Hilton Waikoloa, Kohola Suites. We didn't want to get Bay Club, because we want access to the Hotel facilities (love the lagoon). Also, wanted guaranteed Platinum time, because for the next decade at least, vacations will be dictated by the kids' school year. But it looks like Hilton won't allow Platinum Time to pass, even at around $1.20/point. We were willing to pay the premium on Hawaii MF's because we were concerned about the ability to book 12 months out in your home resort in the season we wanted.


We're still looking for our fist TS purchase. So what do you folks think we should do now? Keep looking for similar Hawaii TS resales? Or should we just get the cheapest points/MFs? (HGVC Flamingo) Should we easily be able to get Kohala suites during platinum season 9 months out by just using points? (Not really interested in using Las Vegas, and using Orlando would be pretty rare)


----------



## glypnirsgirl (Jun 15, 2010)

*Shocked and amazed!*

Wow!!! Who knew that ANY timeshare was utilizing ROFR 

I don't have any advice for you --- I can't even make up my mind about what to do myself. 

elaine


----------



## AwayWeGo (Jun 15, 2010)

*R. O. F. R. = R. O. F. L.*




stevet1 said:


> So what do you folks think we should do now?


Start shopping for resale timeshares that don't have ROFR. 

Or, if your heart is set on that ROFR timeshare, make an even lower offer next time, & lower yet the time after that, & still lower once again next time following that, & so on & so forth right on down the line.  

Make the sons of guns keep on buying'm out from under you till they get tired of the game & you get your resale timeshare at your price. 

You might not win the game, but you just might outlast the timeshare company -- or at least cause them some trouble along the way. 

Shux upon'm. 

-- Alan Cole, McLean (Fairfax County), Virginia, USA.​


----------



## PigsDad (Jun 15, 2010)

That was a 2BR _*Plus *_unit in Platinum season -- no surprise that they exercised ROFR on that one.  A regular 2BR Platinum season unit there would have only been 7000 points.  $10K was a very good price at that location.

For Big Island reservations, you should have no problem making reservations at any time of the year at nine months out, with the _possible _exception of Christmas.  There is always much more availability at the Big Island vs.
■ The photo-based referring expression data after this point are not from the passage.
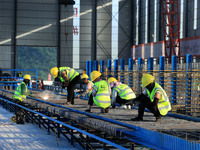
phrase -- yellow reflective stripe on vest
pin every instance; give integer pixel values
(102, 97)
(95, 87)
(18, 95)
(121, 92)
(101, 101)
(127, 94)
(163, 103)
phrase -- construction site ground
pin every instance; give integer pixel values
(125, 115)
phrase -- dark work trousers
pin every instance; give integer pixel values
(18, 113)
(90, 102)
(121, 101)
(145, 102)
(70, 89)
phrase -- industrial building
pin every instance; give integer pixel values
(93, 29)
(124, 39)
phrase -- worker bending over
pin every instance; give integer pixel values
(89, 84)
(69, 77)
(121, 94)
(100, 93)
(154, 98)
(20, 95)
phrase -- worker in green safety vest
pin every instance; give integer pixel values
(154, 98)
(20, 95)
(121, 94)
(69, 77)
(100, 93)
(89, 84)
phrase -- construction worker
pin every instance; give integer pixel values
(89, 84)
(121, 94)
(69, 77)
(100, 93)
(154, 98)
(20, 95)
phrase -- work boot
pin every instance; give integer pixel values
(102, 110)
(88, 110)
(106, 109)
(129, 107)
(68, 103)
(123, 107)
(137, 119)
(158, 119)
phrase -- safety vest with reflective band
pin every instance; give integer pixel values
(102, 97)
(18, 94)
(125, 92)
(71, 73)
(163, 103)
(91, 89)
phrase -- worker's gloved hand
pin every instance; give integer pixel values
(66, 83)
(155, 101)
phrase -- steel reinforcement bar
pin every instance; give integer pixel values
(138, 135)
(3, 100)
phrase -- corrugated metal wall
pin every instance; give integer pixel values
(6, 33)
(37, 24)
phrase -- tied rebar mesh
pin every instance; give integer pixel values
(180, 80)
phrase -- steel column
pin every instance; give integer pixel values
(174, 80)
(161, 71)
(122, 68)
(188, 84)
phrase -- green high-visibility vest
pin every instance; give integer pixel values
(18, 93)
(125, 92)
(102, 97)
(163, 104)
(71, 73)
(91, 89)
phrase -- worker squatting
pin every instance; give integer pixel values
(105, 94)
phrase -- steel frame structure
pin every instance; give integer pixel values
(79, 136)
(170, 17)
(131, 135)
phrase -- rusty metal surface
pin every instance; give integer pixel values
(123, 115)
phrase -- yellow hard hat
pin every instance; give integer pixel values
(84, 76)
(111, 79)
(147, 79)
(27, 76)
(54, 72)
(94, 75)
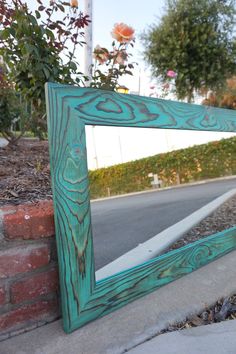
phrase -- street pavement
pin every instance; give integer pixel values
(134, 327)
(121, 224)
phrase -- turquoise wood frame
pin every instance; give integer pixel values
(69, 109)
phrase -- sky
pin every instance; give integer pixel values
(109, 145)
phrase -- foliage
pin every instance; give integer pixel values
(225, 99)
(196, 163)
(115, 61)
(196, 39)
(11, 110)
(37, 47)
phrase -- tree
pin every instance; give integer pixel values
(196, 39)
(38, 47)
(225, 99)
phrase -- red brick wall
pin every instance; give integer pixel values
(29, 286)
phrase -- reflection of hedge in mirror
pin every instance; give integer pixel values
(210, 160)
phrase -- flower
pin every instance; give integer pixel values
(171, 73)
(166, 86)
(74, 3)
(122, 33)
(100, 54)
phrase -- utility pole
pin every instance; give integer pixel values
(88, 51)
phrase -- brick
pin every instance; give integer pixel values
(35, 286)
(32, 312)
(2, 295)
(23, 259)
(29, 221)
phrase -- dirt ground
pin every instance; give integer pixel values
(24, 172)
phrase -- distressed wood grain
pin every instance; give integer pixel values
(69, 109)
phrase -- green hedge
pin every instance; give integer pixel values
(196, 163)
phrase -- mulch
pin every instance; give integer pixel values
(24, 173)
(25, 177)
(223, 310)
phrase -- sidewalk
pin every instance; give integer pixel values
(218, 338)
(129, 328)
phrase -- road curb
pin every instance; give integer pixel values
(160, 242)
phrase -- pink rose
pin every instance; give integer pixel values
(100, 54)
(171, 73)
(122, 33)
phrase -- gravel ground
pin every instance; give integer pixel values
(225, 308)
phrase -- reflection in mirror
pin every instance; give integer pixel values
(132, 229)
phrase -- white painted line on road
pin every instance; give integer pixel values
(182, 185)
(160, 242)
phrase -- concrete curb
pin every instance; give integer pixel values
(160, 242)
(164, 189)
(137, 322)
(217, 338)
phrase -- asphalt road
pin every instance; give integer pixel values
(121, 224)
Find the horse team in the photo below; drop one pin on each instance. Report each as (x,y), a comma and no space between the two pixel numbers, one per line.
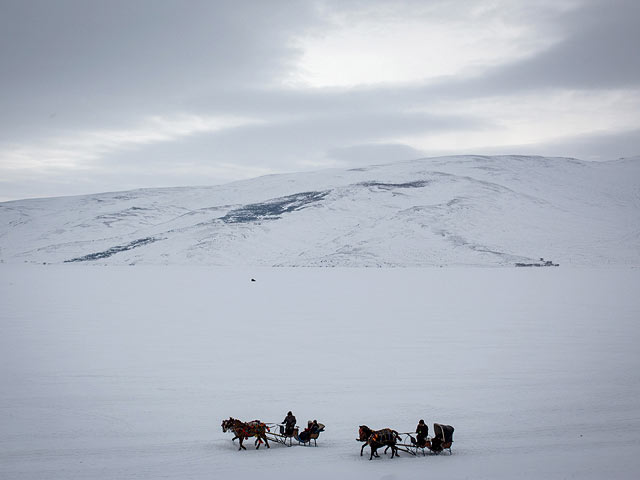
(375,439)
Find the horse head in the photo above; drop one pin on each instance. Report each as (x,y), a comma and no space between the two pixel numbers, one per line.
(227,424)
(364,432)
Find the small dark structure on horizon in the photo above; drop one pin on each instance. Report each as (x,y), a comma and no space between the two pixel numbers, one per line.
(541,263)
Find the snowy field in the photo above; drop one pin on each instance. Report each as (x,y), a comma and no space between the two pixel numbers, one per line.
(127,372)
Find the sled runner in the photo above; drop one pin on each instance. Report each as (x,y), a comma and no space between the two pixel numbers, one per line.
(442,438)
(303,438)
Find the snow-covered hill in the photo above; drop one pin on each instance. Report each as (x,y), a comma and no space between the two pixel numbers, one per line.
(465,210)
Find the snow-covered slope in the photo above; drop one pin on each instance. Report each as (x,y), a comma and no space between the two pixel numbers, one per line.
(465,210)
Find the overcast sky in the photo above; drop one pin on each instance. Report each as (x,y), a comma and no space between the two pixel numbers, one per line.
(112,95)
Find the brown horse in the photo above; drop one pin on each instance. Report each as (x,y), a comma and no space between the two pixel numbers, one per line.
(378,438)
(244,430)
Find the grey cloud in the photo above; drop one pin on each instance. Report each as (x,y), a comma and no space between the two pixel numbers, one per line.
(287,145)
(94,62)
(599,52)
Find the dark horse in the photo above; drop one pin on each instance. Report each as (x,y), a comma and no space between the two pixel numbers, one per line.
(378,438)
(244,430)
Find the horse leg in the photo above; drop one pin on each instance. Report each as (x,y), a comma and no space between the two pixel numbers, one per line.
(374,452)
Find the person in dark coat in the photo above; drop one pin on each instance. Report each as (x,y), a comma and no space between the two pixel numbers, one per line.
(312,427)
(423,432)
(289,424)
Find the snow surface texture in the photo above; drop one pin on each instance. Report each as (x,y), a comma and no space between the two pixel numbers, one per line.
(127,373)
(468,210)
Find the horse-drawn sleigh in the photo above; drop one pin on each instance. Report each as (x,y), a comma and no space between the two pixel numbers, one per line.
(391,439)
(311,433)
(263,433)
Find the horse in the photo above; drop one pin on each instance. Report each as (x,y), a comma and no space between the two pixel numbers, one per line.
(244,430)
(378,438)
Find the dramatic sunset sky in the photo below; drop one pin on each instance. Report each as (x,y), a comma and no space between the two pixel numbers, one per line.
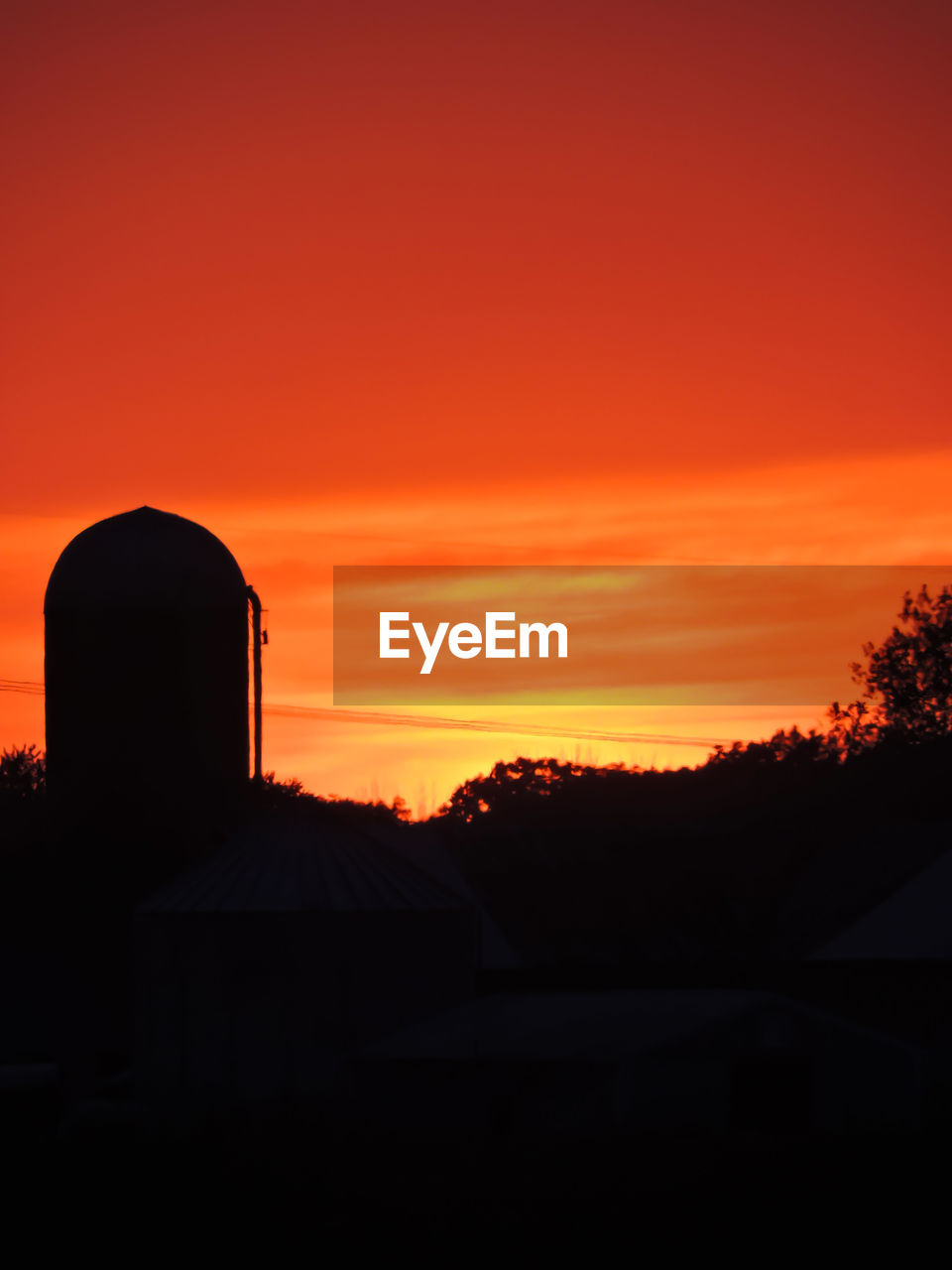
(477,284)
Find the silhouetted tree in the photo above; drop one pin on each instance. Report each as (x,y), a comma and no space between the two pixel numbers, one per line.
(907,680)
(23,772)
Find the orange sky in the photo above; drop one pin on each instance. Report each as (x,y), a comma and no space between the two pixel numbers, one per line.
(475,284)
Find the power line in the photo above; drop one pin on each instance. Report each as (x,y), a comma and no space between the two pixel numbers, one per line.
(335,714)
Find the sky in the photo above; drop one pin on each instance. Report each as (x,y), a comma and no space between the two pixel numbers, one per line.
(497,284)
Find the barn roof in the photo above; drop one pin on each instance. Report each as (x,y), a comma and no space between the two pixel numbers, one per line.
(295,867)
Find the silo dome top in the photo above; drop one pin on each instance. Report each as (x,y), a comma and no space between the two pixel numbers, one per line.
(145,559)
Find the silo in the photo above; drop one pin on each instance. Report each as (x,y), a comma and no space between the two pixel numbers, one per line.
(146,667)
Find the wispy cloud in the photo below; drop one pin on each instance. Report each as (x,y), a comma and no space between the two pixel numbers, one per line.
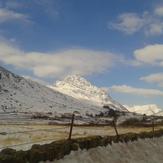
(150,23)
(7,15)
(128,23)
(58,64)
(159,11)
(150,54)
(156,78)
(136,91)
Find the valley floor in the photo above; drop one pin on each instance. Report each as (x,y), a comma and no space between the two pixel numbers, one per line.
(142,151)
(21,136)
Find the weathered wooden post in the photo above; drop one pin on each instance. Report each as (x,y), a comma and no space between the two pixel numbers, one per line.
(71,127)
(153,126)
(115,127)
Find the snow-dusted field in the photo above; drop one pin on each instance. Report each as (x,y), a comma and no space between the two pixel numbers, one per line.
(141,151)
(23,136)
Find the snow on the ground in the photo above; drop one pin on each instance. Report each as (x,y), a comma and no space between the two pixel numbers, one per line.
(141,151)
(145,109)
Hawaiin Village.  If that will work for you, just go ahead and find a points package in Vegas or Orlando.

Kurt


----------



## wmmmmm (Jun 16, 2010)

Kohola Suites is nice and I like it more than Bay Club or King's Land because of the Hotel access.  In fact, I was tempted to get a 8400 points unit there when they first opened for ~$26K (then I came to my senses!)  Anyway, as Kurt mentioned, Kohola is always available at the 9 months window so you should be able to get 8400 points or 2 4800 points at Orlando or LV and go there anytime you want.  Good luck.


----------



## yumdrey (Jun 16, 2010)

Maybe you need to contact Hilton specialized brokers like Seth or Judi, they know what is the current market price for Hawaiian Hilton resorts (If you insist that location, that season, that room size).
Those two are the most reputable HGVC brokers through TUG members. They can give you better help than any TUG member for your purchase.


----------



## HGVCLover (Jun 16, 2010)

wmmmmm said:


> Kohola Suites is nice and I like it more than Bay Club or King's Land because of the Hotel access.  In fact, I was tempted to get a 8400 points unit there when they first opened for ~$26K (then I came to my senses!)  Anyway, as Kurt mentioned, Kohola is always available at the 9 months window so you should be able to get 8400 points or 2 4800 points at Orlando or LV and go there anytime you want.  Good luck.



HGVC members who own or stay at Kingsland also have access to the Hilton
Waikoloa facilities.


----------



## UWSurfer (Jun 17, 2010)

Something to note about HGVC Flamingo LV...it has no ROFR and some of the lowest MF's in HGVC. 

If you work the system exactly 9 months out its possible to get what you want in Hawaii at premium vacation times.   The lower MF's there and lack of ROFR's may overcome the extra effort in booking.


----------



## jjking42 (Jun 17, 2010)

Buy HGVC marco island 
No rofr 
usualy rent well and a nice place to go stay

Gold weeks are worth 5000 points and not too expensive


----------



## stevet1 (Jun 22, 2010)

Thanks all for the advice! I am waiting for my purchase price to be refunded (hopefully in the next couple of days) before committing to another purchase.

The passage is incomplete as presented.